Photo courtesy of Barmak Heshmat.
At the moment, the algorithm can correctly deduce the distance from the camera to the top 20 pages in a stack, but past a depth of nine pages, the energy of the reflected signal is so low that the differences between frequency signatures are swamped by noise. Image courtesy of Barmak Heshmat.
MIT researchers and their colleagues are designing an imaging system that can read closed books.
In the latest issue of Nature Communications, the researchers describe a prototype of the system, which they tested on a stack of papers, each with one letter printed on it. The system was able to correctly identify the letters on the top nine sheets.
“The Metropolitan Museum in New York showed a lot of interest in this, because they want to, for example, look into some antique books that they don’t even want to touch,” says Barmak Heshmat, a research scientist at the MIT Media Lab and corresponding author on the new paper. He adds that the system could be used to analyze any materials organized in thin layers, such as coatings on machine parts or pharmaceuticals.
Spatial resolution, spectral contrast, and occlusion are three major bottlenecks in current imaging technologies for non-invasive inspection of complex samples such as closed books. A new study reports successful unsupervised content extraction through a densely layered structure similar to that of a closed book. Video: MIT Media Lab
Heshmat is joined on the paper by Ramesh Raskar, an associate professor of media arts and sciences; Albert Redo Sanchez, a research specialist in the Camera Culture group at the Media Lab; two of the group’s other members; and by Justin Romberg and Alireza Aghasi of Georgia Tech.
The MIT researchers developed the algorithms that acquire images from individual sheets in stacks of paper, and the Georgia Tech researchers developed the algorithm that interprets the often distorted or incomplete images as individual letters. “It’s actually kind of scary,” Heshmat says of the letter-interpretation algorithm. “A lot of websites have these letter certifications [captchas] to make sure you’re not a robot, and this algorithm can get through a lot of them.”
The system uses terahertz radiation, the band of electromagnetic radiation between microwaves and infrared light, which has several advantages over other types of waves that can penetrate surfaces, such as X-rays or sound waves.
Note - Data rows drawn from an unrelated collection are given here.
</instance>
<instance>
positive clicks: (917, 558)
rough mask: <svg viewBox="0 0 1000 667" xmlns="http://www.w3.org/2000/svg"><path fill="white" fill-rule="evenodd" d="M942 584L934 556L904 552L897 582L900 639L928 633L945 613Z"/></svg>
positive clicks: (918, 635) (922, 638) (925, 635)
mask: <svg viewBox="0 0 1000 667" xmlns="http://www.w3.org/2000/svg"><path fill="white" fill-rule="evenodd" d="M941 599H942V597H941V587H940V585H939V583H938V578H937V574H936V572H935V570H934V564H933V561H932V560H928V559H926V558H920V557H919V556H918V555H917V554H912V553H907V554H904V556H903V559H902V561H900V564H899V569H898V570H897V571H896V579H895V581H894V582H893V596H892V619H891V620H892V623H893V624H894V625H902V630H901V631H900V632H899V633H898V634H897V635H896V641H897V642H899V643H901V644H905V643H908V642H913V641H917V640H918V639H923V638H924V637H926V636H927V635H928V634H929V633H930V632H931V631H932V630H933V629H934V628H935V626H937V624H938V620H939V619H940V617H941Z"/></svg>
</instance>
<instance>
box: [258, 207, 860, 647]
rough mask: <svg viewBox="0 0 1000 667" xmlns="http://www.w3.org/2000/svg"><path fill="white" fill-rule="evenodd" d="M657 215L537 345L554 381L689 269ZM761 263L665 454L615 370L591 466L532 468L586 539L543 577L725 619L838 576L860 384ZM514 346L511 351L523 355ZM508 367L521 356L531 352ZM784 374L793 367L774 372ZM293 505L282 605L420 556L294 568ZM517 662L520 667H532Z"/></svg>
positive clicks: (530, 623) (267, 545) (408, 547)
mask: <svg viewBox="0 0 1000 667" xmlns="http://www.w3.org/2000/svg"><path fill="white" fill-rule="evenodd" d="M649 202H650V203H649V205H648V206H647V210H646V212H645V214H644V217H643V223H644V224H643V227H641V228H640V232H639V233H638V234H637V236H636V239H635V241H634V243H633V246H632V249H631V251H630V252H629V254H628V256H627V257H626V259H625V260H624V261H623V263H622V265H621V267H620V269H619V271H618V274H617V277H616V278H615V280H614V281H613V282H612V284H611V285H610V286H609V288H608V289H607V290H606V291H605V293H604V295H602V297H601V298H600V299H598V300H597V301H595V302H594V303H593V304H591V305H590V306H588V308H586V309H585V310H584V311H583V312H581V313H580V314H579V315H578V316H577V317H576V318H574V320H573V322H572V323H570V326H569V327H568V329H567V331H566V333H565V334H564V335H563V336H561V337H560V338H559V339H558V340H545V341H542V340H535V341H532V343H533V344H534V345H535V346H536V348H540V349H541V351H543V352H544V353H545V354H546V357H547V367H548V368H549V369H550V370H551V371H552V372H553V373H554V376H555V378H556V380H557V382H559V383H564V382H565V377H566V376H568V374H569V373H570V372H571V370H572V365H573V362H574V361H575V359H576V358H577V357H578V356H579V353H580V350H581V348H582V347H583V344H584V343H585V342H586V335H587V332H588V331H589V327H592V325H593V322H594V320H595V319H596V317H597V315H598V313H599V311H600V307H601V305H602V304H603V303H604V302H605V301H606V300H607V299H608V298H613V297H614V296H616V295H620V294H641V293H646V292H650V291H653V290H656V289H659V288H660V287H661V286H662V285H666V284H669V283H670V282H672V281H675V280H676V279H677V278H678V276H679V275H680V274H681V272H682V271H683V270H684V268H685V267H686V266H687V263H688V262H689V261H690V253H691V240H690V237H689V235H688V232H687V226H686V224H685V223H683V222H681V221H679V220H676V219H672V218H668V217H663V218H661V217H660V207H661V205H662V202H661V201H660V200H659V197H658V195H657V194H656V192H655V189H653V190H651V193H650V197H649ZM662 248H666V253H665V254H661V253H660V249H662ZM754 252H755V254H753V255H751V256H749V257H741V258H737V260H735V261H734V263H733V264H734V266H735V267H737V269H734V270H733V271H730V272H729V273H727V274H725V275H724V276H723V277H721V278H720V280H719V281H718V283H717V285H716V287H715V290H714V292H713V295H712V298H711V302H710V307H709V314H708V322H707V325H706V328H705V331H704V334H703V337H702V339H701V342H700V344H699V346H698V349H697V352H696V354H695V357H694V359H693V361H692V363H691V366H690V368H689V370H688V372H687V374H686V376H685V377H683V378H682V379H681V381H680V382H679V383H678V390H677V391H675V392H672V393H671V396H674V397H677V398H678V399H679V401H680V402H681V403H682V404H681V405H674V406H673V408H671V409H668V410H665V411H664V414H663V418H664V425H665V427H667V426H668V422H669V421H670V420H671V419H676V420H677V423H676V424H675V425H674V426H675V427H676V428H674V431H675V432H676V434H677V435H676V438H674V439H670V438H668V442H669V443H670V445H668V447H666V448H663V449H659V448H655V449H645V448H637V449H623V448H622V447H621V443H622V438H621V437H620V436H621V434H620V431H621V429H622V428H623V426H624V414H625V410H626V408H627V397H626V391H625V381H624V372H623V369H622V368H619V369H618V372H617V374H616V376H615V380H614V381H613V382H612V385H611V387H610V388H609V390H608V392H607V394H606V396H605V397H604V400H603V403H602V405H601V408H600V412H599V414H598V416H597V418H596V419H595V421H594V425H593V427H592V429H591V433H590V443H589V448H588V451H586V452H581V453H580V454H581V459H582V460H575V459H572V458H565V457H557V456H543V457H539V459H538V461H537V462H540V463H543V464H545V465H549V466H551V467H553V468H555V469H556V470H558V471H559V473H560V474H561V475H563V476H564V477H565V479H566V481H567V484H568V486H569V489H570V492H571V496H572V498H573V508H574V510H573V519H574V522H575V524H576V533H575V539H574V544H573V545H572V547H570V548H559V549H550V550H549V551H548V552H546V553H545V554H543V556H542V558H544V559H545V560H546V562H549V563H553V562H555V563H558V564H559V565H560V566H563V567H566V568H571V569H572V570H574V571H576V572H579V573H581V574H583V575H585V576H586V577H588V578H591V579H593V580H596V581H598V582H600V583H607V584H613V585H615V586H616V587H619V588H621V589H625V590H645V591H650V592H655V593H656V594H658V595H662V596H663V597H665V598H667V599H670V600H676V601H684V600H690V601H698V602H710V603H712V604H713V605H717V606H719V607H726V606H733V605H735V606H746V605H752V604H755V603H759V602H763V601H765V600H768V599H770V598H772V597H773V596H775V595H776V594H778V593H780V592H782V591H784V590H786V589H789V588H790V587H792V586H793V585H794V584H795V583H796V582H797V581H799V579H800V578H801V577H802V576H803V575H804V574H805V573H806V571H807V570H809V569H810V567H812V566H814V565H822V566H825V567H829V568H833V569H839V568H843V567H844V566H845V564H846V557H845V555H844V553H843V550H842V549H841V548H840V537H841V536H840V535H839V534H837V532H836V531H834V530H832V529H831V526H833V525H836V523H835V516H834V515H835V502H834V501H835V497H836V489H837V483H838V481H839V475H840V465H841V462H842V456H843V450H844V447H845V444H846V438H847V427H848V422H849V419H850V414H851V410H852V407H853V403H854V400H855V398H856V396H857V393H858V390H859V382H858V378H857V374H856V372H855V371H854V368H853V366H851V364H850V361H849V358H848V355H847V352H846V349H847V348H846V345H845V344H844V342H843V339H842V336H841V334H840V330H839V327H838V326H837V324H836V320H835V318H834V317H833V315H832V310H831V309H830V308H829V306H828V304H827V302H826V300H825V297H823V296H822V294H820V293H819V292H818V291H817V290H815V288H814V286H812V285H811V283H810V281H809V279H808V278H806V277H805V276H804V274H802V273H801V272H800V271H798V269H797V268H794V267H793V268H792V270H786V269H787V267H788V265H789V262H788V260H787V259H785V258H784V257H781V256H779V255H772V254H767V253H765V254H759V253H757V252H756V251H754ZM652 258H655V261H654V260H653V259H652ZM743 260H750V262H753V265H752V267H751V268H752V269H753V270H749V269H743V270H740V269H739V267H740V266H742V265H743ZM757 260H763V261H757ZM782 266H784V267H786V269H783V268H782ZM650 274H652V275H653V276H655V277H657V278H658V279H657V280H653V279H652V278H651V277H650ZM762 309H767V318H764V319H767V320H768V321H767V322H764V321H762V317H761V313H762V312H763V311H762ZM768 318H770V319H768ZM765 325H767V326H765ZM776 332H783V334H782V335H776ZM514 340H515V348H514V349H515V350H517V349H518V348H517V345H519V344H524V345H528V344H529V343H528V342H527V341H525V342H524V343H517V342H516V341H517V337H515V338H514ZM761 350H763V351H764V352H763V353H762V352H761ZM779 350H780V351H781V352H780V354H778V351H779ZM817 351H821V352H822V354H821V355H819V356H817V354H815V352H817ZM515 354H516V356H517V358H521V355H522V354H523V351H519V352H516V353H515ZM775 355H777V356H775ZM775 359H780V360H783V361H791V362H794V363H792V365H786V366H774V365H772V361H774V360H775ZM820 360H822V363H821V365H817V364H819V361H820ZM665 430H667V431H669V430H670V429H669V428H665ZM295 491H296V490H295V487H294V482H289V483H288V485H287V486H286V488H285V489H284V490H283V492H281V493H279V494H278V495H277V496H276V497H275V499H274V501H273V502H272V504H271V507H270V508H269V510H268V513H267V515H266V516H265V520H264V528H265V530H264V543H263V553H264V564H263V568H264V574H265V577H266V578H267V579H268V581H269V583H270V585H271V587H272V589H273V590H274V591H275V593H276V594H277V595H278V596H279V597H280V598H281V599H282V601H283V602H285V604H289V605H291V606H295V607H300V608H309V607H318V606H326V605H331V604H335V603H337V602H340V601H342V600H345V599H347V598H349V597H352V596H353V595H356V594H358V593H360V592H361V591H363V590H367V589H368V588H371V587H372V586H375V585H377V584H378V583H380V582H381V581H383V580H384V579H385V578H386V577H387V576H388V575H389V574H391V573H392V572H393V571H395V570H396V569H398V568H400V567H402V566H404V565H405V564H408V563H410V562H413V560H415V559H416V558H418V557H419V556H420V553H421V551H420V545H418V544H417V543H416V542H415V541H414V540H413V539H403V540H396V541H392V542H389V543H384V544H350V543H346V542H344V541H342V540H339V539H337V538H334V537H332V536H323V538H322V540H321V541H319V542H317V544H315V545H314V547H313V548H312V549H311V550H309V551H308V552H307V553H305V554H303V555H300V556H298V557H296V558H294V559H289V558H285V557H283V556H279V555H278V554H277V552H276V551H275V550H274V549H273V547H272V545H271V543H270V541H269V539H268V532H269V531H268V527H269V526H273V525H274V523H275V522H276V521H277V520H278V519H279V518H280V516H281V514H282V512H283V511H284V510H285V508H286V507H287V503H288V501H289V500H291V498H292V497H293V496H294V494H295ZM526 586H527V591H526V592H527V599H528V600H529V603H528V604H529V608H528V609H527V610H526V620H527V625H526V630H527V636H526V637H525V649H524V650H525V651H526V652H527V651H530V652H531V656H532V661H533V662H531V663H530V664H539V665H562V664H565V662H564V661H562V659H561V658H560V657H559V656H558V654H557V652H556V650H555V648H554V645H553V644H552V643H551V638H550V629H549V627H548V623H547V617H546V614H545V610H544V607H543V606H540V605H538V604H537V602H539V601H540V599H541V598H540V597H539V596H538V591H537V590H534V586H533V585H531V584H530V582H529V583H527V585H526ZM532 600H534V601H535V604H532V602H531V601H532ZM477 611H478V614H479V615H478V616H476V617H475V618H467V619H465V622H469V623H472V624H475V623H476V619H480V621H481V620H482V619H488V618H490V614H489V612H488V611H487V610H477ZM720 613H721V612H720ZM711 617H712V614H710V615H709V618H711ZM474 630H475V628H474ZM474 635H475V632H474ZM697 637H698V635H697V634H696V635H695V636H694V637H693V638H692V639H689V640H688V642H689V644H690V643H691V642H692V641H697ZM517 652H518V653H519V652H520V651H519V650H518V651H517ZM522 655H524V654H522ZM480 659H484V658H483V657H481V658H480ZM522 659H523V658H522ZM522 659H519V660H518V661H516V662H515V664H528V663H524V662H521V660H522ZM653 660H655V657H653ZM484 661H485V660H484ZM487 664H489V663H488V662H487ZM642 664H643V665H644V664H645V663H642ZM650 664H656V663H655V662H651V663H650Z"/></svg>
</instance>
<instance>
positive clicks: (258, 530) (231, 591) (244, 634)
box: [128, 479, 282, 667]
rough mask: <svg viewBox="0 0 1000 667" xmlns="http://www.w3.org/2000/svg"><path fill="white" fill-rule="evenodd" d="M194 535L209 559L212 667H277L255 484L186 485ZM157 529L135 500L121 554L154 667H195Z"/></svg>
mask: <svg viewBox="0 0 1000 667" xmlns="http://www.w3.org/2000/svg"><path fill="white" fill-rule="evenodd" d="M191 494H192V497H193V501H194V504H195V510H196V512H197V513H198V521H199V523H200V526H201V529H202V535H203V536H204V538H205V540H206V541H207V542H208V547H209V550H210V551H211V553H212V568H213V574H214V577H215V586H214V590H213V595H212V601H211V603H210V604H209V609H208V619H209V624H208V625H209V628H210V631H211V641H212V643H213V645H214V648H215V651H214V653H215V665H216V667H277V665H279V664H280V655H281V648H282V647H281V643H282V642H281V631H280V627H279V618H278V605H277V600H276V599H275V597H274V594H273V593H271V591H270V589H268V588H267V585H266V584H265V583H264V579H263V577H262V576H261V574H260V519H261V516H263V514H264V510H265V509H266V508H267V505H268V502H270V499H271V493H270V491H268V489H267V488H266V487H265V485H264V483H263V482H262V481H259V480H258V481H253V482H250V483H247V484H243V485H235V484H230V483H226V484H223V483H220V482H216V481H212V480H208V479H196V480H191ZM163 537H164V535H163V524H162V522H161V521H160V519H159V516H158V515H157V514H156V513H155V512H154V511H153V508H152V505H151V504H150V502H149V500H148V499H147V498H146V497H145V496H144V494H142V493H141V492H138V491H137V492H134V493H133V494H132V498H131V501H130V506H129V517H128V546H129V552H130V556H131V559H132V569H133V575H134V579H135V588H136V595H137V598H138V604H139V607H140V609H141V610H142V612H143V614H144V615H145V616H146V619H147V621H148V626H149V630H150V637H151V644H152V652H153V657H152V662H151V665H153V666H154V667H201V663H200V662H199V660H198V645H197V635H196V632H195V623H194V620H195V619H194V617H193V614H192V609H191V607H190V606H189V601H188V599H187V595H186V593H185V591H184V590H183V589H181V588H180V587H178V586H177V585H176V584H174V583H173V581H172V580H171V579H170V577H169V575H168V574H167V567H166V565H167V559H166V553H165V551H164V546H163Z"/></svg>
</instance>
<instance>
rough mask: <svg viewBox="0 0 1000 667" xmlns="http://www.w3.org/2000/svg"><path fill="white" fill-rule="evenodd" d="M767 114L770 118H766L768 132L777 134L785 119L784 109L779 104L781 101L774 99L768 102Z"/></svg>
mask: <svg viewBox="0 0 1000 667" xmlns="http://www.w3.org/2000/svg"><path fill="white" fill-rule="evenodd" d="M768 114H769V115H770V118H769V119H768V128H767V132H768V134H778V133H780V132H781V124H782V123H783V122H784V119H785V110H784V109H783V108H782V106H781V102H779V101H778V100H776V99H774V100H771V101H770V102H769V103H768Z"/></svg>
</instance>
Terahertz radiation has been widely researched for use in security screening, because different chemicals absorb different frequencies of terahertz radiation to different degrees, yielding a distinctive frequency signature for each. By the same token, terahertz frequency profiles can distinguish between ink and blank paper, in a way that X-rays can’t.
Terahertz radiation can also be emitted in such short bursts that the distance it has traveled can be gauged from the difference between its emission time and the time at which reflected radiation returns to a sensor. That gives it much better depth resolution than ultrasound.
The system exploits the fact that trapped between the pages of a book are tiny air pockets only about 20 micrometers deep. The difference in refractive index — the degree to which they bend light — between the air and the paper means that the boundary between the two will reflect terahertz radiation back to a detector.
In the researchers’ setup, a standard terahertz camera emits ultrashort bursts of radiation, and the camera’s built-in sensor detects their reflections. From the reflections’ time of arrival, the MIT researchers’ algorithm can gauge the distance to the individual pages of the book.
While most of the radiation is either absorbed or reflected by the book, some of it bounces around between pages before returning to the sensor, producing a spurious signal. The sensor’s electronics also produce a background hum. One of the tasks of the MIT researchers’ algorithm is to filter out all this “noise.”
The information about the pages’ distance helps: It allows the algorithm to hone in on just the terahertz signals whose arrival times suggest that they are true reflections. Then, it relies on two different measures of the reflections’ energy and assumptions about both the energy profiles of true reflections and the statistics of noise to extract information about the chemical properties of the reflecting surfaces.
At the moment, the algorithm can correctly deduce the distance from the camera to the top 20 pages in a stack, but past a depth of nine pages, the energy of the reflected signal is so low that the differences between frequency signatures are swamped by noise. Terahertz imaging is still a relatively young technology, however, and researchers are constantly working to improve both the accuracy of detectors and the power of the radiation sources, so deeper penetration should be possible.
“So much work has gone into terahertz technology to get the sources and detectors working, with big promises for imaging new and exciting things,” says Laura Waller, an associate professor of electrical engineering and computer science at the University of California at Berkeley. “This work is one of the first to use these new tools along with advances in computational imaging to get at pictures of things we could never see with optical technologies. Now we can judge a book through its cover!”